Se puso en pie con animación.
—No tenemos tiempo que perder. Hemos de partir inmediatamente. Todo va bien..., ¡el mar está en calma!
Con las prisas de la partida no tuve tiempo para pensar; pero una vez a bordo, y libre de la observación de Poirot, concentré la atención y ataqué los hechos desapasionadamente. ¿Cuánto sabía Poirot y por qué estaba empeñado en encontrar a aquella muchacha? ¿Sospechaba que habría visto cometer el crimen a Jack Renauld? ¿O sospechaba...? Pero ¡esto era imposible! La muchacha no tenía queja alguna contra Renauld padre, ni había motivo posible para que desease su muerte. ¿Qué le había hecho volver al lugar del crimen? Repasé los hechos cuidadosamente. Debió de haber dejado el tren en Calais, donde me separé de ella aquel día. No era extraño que me hubiese sido imposible encontrarla en el buque. Si había comido en Calais y tomado algo en el tren hasta Merlinville, debió de haber llegado a Villa Geneviéve hacia la hora indicada por Francisca. ¿Qué había hecho al salir de la casa, poco después de las diez? Era de suponer que había ido a un hotel o había regresado a Calais. ¿Y luego? El crimen había sido cometido en la noche del martes. El jueves por la mañana volvía a estar en Merlinville. ¿Había llegado a salir de Francia? Mucho lo dudaba. ¿Qué la mantuvo allí?... ¿La esperanza de ver a Jack Renauld? Yo le había dicho (tal como en aquel momento creíamos) que estaba en alta mar con rumbo a Buenos Aires. Es posible que supiera que el Anzora no había zarpado. Pero, para saberlo, debía de haber visto a Jack. ¿Era esto lo que quería averiguar Poirot? Al regresar para ver a Marta Daubreuil, ¿se había encontrado Jack cara a cara con Bella Duveen, la muchacha que sin compasión había abandonado?

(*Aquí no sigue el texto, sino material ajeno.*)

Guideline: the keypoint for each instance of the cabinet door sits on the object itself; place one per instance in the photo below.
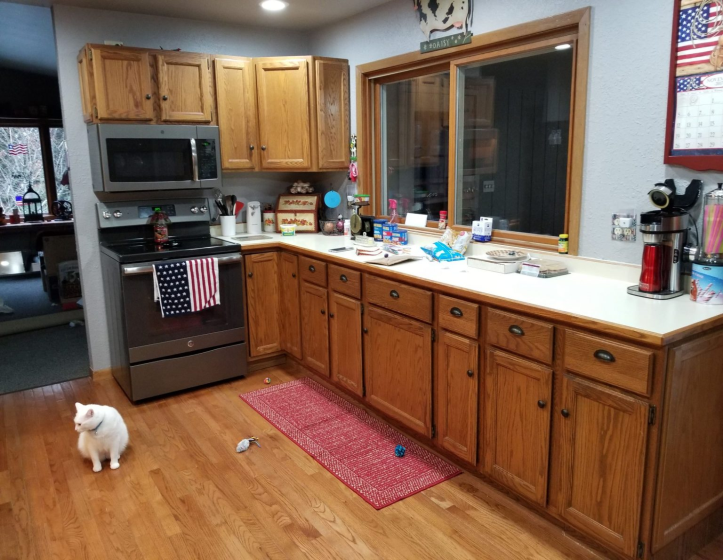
(604, 437)
(262, 289)
(315, 330)
(236, 98)
(517, 424)
(290, 319)
(457, 385)
(332, 113)
(284, 119)
(346, 342)
(398, 358)
(184, 86)
(122, 80)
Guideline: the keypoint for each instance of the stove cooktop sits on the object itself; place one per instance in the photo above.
(135, 251)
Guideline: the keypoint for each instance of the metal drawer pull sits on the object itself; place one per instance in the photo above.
(604, 355)
(517, 331)
(135, 270)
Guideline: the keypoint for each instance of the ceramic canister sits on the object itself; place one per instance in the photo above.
(707, 284)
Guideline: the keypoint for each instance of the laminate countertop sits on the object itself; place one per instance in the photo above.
(594, 301)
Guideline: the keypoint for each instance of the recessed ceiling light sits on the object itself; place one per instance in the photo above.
(273, 5)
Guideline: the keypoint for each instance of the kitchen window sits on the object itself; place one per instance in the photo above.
(32, 155)
(493, 129)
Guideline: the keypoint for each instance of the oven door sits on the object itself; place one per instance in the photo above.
(151, 336)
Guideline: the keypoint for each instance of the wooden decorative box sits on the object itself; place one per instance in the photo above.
(299, 209)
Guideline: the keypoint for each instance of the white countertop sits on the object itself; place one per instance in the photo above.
(583, 295)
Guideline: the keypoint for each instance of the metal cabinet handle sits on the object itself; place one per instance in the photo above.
(517, 331)
(604, 356)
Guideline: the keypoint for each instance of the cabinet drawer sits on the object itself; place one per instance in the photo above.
(611, 362)
(400, 298)
(313, 271)
(526, 337)
(345, 281)
(458, 316)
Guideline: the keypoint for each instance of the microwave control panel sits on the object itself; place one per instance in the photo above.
(206, 150)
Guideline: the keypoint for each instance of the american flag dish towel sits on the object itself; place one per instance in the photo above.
(186, 286)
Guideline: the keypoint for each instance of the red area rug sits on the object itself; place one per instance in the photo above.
(351, 444)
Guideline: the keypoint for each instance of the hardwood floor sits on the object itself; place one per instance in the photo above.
(183, 492)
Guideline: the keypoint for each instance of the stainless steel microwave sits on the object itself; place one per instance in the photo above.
(136, 157)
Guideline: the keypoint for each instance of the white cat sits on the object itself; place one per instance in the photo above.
(103, 434)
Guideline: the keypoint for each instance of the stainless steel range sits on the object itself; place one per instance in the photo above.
(153, 355)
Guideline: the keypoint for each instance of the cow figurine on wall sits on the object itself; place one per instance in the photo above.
(440, 15)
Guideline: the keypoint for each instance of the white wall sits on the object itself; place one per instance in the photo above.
(627, 98)
(76, 26)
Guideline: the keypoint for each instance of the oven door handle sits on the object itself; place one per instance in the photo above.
(135, 270)
(194, 159)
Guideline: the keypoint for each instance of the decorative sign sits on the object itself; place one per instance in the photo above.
(694, 135)
(441, 15)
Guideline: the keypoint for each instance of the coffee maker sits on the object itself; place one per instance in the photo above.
(665, 234)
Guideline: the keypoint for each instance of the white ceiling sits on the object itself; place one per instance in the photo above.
(300, 14)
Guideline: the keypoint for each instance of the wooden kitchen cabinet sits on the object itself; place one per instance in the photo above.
(290, 304)
(119, 84)
(284, 113)
(237, 124)
(315, 328)
(603, 449)
(262, 289)
(457, 385)
(345, 327)
(516, 449)
(398, 368)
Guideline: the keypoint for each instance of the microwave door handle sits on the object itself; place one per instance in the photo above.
(194, 159)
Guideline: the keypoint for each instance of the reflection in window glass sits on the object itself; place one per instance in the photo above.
(513, 131)
(21, 164)
(415, 144)
(60, 163)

Para mí empezaba a hacerse la luz. Si, en realidad, era aquél el caso, podría proporcionar a Jack la coartada que necesitaba. No obstante, en tales circunstancias, parecía su silencio difícil de explicar. ¿Por qué no habló abiertamente? ¿Había temido que llegase a oídos de Marta Daubreuil aquella anterior aventura amorosa? Moví la cabeza, descontento de la idea. Esa aventura había sido bastante inofensiva, un necio episodio entre muchacho y muchacha. Cínicamente pensé que no era probable que el hijo de un millonario fuese abandonado por una muchacha francesa pobre, y que, además, le quería profundamente, sin una causa mucho más grave.
Poirot reapareció en Dover animado y sonriente, y nuestro viaje a Londres se realizó sin novedad. Eran más de las nueve de la noche cuando llegamos, y creí que nos iríamos directamente a nuestras habitaciones y no haríamos nada hasta la mañana. Pero Poirot tenía otros planes.

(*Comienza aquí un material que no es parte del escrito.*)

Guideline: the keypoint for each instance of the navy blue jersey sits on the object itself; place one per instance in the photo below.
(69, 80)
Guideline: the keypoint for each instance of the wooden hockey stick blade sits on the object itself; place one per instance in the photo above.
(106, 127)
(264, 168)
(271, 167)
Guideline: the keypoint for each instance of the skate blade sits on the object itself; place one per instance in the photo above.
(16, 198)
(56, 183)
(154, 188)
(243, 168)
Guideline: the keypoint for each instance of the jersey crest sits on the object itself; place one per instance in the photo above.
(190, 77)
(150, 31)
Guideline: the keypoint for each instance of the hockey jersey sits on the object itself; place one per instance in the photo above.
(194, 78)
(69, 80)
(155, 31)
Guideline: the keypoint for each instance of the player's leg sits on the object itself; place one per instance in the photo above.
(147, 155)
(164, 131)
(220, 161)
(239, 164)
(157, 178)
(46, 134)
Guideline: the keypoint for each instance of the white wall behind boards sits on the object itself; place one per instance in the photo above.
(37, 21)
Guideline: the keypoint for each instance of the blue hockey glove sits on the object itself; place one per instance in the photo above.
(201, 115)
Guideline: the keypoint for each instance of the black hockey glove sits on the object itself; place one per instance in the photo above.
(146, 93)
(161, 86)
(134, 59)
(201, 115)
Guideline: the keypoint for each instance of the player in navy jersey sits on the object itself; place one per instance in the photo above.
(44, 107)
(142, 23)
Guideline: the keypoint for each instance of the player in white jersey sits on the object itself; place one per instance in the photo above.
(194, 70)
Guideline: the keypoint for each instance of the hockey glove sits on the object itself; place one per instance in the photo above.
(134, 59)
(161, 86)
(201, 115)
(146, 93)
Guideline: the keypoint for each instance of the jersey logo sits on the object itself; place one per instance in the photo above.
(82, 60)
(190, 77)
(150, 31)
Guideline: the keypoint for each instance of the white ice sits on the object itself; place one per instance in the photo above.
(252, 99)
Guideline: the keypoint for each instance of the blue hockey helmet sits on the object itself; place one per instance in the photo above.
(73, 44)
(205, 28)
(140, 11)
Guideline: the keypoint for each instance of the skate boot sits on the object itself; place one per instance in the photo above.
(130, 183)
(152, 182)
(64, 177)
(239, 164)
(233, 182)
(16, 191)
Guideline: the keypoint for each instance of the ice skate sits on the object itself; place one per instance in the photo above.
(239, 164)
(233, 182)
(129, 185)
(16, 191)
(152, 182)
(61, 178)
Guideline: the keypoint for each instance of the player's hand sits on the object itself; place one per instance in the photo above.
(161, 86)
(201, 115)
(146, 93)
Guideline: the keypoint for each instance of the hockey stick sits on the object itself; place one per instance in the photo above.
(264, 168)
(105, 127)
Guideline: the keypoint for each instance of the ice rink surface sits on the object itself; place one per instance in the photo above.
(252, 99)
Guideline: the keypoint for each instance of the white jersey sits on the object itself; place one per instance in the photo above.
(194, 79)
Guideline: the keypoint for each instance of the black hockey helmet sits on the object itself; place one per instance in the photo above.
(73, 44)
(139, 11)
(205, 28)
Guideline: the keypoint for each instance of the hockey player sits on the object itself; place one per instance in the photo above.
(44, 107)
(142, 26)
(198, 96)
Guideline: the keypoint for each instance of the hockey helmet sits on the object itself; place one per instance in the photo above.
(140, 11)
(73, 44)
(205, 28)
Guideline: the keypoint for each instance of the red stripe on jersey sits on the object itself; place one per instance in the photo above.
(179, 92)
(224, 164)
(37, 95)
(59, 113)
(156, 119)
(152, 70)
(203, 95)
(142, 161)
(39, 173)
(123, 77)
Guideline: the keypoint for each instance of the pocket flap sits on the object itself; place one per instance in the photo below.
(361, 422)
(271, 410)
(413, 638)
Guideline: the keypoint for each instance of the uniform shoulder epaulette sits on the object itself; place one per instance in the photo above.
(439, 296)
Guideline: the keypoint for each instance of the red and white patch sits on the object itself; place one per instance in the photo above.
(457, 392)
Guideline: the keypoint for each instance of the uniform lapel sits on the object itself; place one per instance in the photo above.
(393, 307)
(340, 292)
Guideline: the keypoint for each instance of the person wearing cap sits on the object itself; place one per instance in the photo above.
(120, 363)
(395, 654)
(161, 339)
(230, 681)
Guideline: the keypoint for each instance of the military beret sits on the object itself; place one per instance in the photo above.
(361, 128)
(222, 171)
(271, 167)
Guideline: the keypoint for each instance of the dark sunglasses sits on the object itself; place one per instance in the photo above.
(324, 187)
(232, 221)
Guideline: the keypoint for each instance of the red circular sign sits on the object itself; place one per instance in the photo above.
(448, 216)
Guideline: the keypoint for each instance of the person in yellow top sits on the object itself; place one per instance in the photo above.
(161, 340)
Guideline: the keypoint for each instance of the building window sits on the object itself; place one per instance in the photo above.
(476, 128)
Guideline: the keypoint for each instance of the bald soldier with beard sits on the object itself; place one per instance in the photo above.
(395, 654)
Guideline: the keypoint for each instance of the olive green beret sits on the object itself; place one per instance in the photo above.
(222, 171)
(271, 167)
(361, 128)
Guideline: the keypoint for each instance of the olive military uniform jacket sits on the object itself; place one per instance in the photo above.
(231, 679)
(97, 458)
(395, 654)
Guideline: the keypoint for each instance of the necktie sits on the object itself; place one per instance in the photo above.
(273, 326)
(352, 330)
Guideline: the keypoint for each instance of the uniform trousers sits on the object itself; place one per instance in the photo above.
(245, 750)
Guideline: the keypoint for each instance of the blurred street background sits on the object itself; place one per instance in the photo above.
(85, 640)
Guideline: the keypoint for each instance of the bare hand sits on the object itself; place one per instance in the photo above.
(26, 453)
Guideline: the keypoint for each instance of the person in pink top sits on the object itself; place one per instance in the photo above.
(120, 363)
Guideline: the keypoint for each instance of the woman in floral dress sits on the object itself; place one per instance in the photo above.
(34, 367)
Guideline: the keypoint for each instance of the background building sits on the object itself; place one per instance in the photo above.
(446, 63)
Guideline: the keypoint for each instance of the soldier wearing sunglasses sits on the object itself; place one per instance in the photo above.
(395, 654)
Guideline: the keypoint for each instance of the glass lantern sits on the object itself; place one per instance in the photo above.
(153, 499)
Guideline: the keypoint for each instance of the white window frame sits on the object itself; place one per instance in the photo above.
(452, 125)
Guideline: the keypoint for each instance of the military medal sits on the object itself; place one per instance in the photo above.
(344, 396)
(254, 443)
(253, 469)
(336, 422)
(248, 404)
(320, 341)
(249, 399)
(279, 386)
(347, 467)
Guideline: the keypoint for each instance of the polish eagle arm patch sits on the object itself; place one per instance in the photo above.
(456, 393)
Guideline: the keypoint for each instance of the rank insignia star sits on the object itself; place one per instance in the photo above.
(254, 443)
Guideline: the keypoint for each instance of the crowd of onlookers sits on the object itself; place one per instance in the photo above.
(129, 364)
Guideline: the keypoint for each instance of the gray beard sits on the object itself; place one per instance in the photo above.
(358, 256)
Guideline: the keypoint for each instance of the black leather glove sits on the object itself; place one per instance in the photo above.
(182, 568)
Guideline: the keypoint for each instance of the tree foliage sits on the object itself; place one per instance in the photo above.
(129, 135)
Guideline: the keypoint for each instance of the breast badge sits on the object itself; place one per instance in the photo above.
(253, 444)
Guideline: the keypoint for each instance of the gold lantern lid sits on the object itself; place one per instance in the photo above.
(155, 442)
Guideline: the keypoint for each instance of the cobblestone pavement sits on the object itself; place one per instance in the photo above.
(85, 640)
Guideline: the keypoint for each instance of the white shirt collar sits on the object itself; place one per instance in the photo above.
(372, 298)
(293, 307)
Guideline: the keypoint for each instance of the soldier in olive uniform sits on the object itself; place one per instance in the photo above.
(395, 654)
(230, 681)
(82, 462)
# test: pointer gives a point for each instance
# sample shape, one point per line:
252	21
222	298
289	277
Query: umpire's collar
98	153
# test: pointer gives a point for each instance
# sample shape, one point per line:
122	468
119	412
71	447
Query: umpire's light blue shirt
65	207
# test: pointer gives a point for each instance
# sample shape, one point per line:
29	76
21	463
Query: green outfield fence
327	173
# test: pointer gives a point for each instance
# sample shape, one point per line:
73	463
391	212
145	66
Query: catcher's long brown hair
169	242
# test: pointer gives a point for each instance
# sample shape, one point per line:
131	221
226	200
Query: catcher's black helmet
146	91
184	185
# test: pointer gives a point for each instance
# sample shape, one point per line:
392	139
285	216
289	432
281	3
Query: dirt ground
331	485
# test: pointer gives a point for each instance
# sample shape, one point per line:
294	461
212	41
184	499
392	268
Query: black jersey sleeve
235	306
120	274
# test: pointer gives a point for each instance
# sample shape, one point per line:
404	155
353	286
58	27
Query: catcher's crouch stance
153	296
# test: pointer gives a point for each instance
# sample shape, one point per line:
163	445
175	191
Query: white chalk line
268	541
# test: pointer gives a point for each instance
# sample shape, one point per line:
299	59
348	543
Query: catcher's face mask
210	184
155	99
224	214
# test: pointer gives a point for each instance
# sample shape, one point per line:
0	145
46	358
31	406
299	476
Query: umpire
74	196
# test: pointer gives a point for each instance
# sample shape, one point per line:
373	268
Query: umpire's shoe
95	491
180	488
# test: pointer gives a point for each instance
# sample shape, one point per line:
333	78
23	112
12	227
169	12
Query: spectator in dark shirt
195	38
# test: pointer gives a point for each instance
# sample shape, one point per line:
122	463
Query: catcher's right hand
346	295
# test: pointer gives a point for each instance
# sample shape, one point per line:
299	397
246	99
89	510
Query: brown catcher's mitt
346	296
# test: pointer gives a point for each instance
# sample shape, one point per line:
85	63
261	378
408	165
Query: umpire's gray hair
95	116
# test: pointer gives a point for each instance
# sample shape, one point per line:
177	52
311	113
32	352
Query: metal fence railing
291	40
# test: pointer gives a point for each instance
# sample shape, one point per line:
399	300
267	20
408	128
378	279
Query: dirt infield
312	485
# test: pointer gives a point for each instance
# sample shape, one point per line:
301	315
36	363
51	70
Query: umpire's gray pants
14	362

—No podemos perder el tiempo, amigo mío. La noticia de la detención no aparecerá en los periódicos ingleses hasta pasado mañana; pero, aun así, no tenemos tiempo que perder.
No seguí exactamente su razonamiento, pero le pregunté cómo se proponía encontrar a la muchacha.
—¿Recuerda usted a José Aarons, el agente de espectáculos? ¿No? Le presté mis servicios en un asuntillo relativo a un luchador japonés. Un caso bonito que cualquier día le contaré. Él podrá, sin duda, ponernos en camino de descubrir lo que queremos saber.
Necesitábamos algún tiempo para dar con Aarons, y era más de medianoche cuando lo conseguimos. Hizo a Poirot un caluroso recibimiento y se manifestó dispuesto a servirnos en todo lo que se ofreciese.
—No hay en mi profesión gran cosa que yo no sepa —expuso, radiante de buen humor.
—Pues bien, Aarons: deseo encontrar a una chica llamada Bella Duveen.
—Bella Duveen. Conozco el nombre, pero, de momento, no puedo situarlo. ¿A qué género se dedica?
—Esto no lo sé, pero aquí tiene usted su retrato. Aarons lo estudió un momento, y se iluminó su rostro.
—¡Ya lo tengo! —exclamó, dándose un manotazo en el muslo—. ¡The Dulcibella Kids!
—¿Las Niñas Dulcibella?
—¡Justo! Son hermanas. Acróbatas, danzarinas y cantantes. Trabajan bastante bien. Creo que están ahora por alguna parte, en provincias..., si no descansan. Han estado en París dos o tres semanas, por lo menos.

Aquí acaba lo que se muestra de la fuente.